Non-recurring items had a negative impact of € 14 million on EBIT for the full period. Restructuring charges accounted for € 14 million and were mainly related to the plan to end industrial activities in Guarulhos, Brazil and transfer them to the existing site in Americana. Impairments on permanently tied-up metal inventories accounted for a € 6 million charge and are largely linked to a lower cobalt price at the end of the period. These charges were partly offset by non-recurring income including the gain on the sale of the European operations of Technical Materials. The negative impact of the non-recurring items on the net result (Group share) amounted to € 9 million.
Umicore has adopted IFRS 9 Financial Instruments as of 1 January 2018 which replaces the provisions of IAS 39 on accounting and classification of financial assets and liabilities, financial instruments and hedging. Therefore, Umicore no longer applies IAS 39 and no longer reports an IAS 39 effect.
Financial result and taxation
Net recurring financial charges totaled € 69 million, up compared to the previous year. Net interest charges increased as the € 690 million medium- and long-term debt was drawn down for the entire period. The accelerating growth in Asia also resulted in higher funding in local currency and higher forex costs.
The recurring tax charge for the period amounted to € 107 million, increasing in line with the higher underlying operating result and corresponding to a somewhat lower recurring effective tax rate of 24.4% vs 25.7% in 2017. The total tax paid in cash over the period amounted to € 127 million.
Cashflow from operations before changes in working capital increased to a record level of € 800 million. Most of this cash flow was used to fund a € 707 million increase in working capital.
This increase resulted from the business expansion and higher prices for certain metals, in particular in the Energy & Surface Technologies business group that accounted for more than two thirds of Umicore’s working capital increase.
Capital expenditures totaled € 478 million, up from € 362 million (excluding Discontinued Operations) in 2017, with the Energy & Surface Technologies business group accounting for two thirds of this amount. The capex spending in 2019 is expected to be higher than in 2018, driven by the greenfield expansions underway in Rechargeable Battery Materials, the capacity expansions in Catalysis and the investments to be carried out during the extended shutdown in Hoboken. Acquisitions and divestments accounted for a net cash outflow of € 95 million. This includes the increase in Umicore’s stake in its Chinese cathode material production entity to 90% and the acquisition of Materia’s metathesis catalysts business partly offset by the proceeds from the sale of the European operations of Technical Materials, all of which took place in the first half of the year.
Dividends paid to Umicore shareholders over the period amounted to € 175 million and the net cash outflow related to the purchase of treasury shares to cover stock options and share grants was € 79 million.

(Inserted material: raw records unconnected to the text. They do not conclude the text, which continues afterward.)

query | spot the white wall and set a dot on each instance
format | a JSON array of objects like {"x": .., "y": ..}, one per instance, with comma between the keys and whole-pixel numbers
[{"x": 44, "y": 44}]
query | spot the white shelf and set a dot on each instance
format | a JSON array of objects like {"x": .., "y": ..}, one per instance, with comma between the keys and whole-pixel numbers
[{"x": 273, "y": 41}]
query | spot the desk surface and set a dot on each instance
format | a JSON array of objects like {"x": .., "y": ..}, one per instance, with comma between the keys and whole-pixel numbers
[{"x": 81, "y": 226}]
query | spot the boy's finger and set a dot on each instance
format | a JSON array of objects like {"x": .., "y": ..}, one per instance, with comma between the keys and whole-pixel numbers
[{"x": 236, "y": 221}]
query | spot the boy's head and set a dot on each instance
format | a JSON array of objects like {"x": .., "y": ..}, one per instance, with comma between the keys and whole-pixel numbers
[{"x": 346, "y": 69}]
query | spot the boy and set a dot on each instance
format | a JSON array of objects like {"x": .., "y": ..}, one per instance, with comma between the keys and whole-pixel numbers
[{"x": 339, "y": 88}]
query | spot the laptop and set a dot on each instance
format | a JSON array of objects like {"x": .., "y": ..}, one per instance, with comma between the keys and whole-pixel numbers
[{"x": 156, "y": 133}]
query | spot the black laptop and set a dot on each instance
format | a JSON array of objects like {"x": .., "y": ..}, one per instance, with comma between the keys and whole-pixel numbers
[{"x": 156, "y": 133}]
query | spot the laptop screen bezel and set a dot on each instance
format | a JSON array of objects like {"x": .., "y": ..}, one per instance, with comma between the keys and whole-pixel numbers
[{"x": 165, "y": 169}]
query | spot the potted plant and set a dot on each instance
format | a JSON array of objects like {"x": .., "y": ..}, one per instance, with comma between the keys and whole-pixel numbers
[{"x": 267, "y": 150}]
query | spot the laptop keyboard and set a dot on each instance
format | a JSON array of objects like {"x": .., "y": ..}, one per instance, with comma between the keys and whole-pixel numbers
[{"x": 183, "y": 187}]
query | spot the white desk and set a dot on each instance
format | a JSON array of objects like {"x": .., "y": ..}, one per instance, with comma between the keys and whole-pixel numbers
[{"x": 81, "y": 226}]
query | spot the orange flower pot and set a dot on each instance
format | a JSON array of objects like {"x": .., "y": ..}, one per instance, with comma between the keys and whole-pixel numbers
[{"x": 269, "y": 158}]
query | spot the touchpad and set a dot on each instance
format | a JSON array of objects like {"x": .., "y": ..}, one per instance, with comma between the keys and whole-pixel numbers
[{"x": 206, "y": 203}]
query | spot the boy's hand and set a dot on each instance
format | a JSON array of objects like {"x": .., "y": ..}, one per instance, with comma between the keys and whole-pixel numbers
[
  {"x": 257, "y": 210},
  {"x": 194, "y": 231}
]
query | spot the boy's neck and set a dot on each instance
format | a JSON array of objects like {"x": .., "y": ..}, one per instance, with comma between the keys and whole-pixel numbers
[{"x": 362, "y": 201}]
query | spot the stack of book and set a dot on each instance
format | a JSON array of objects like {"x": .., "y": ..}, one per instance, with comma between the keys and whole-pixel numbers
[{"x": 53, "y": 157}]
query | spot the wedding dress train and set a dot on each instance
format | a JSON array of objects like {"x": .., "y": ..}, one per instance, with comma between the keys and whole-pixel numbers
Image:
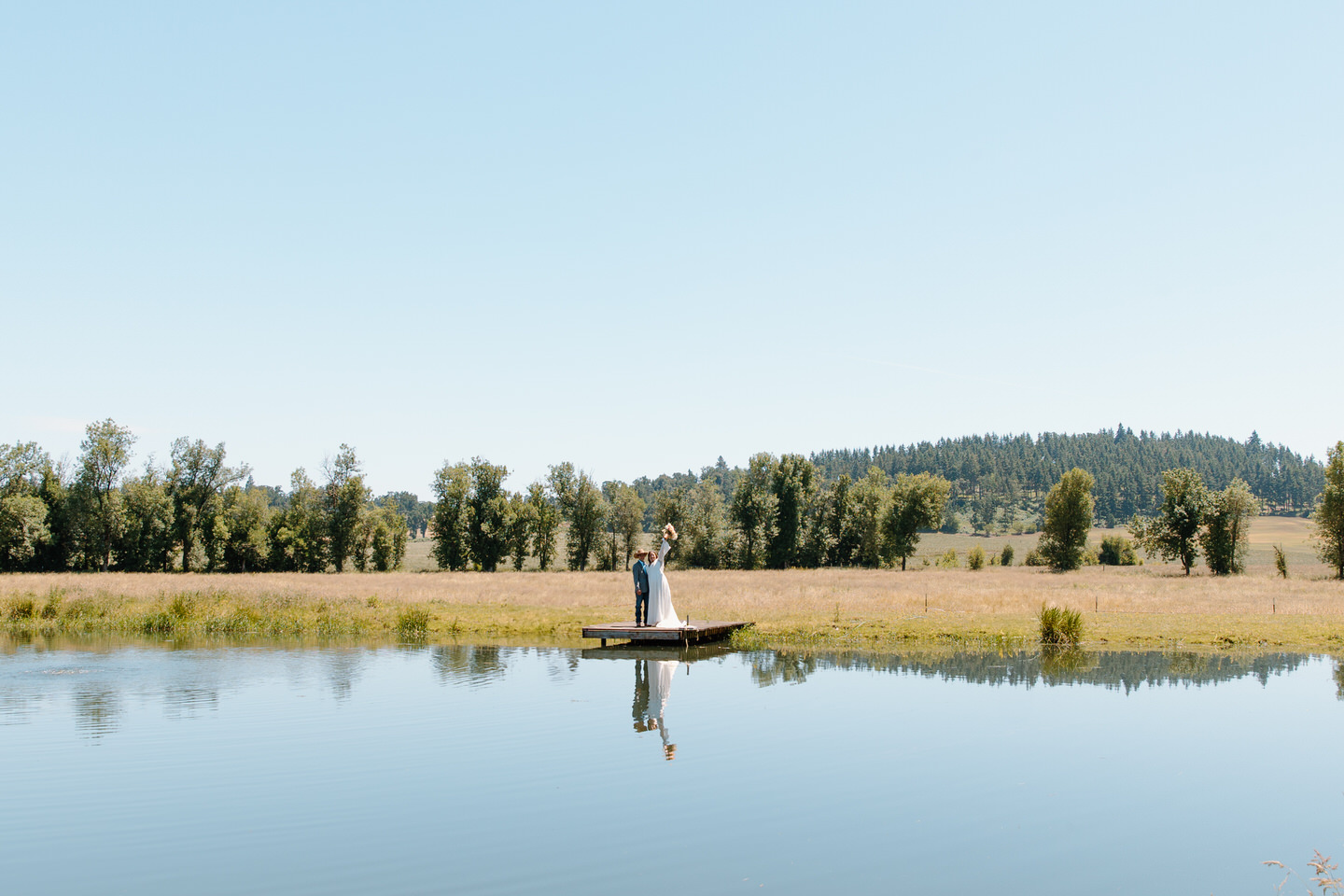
[{"x": 662, "y": 613}]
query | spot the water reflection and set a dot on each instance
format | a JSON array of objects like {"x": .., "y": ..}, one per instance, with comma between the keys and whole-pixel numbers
[
  {"x": 653, "y": 693},
  {"x": 472, "y": 664},
  {"x": 95, "y": 711},
  {"x": 94, "y": 679},
  {"x": 1118, "y": 670}
]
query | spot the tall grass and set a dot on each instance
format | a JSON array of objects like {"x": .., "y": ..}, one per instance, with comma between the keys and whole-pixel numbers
[
  {"x": 1149, "y": 606},
  {"x": 1060, "y": 626}
]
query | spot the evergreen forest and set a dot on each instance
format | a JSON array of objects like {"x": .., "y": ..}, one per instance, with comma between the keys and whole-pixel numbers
[{"x": 854, "y": 507}]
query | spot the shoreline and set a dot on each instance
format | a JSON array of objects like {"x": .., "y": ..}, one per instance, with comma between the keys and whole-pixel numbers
[{"x": 879, "y": 610}]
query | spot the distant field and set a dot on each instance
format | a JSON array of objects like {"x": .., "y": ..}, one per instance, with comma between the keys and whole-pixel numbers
[
  {"x": 1151, "y": 606},
  {"x": 1292, "y": 534}
]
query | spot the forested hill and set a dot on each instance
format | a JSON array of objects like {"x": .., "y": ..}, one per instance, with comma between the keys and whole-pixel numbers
[{"x": 1127, "y": 467}]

Net financial debt at 31 December 2018 stood at € 861 million, up from € 840 million at the start of the year. This reflects the € 881 million net proceeds from the February capital increase and the net free cash flow from the period. The majority of the outstanding financial debt is composed of the € 690 million longterm private debt placements in Europe and the United States.
Net financial debt at the end of the period corresponded to 1.2x recurring EBITDA which leaves ample balance sheet room to execute the growth strategy.
Group shareholders’ equity stood at € 2,609 million resulting in a net gearing ratio (net debt / net debt + equity) of 24.4% compared to 31% end of 2017.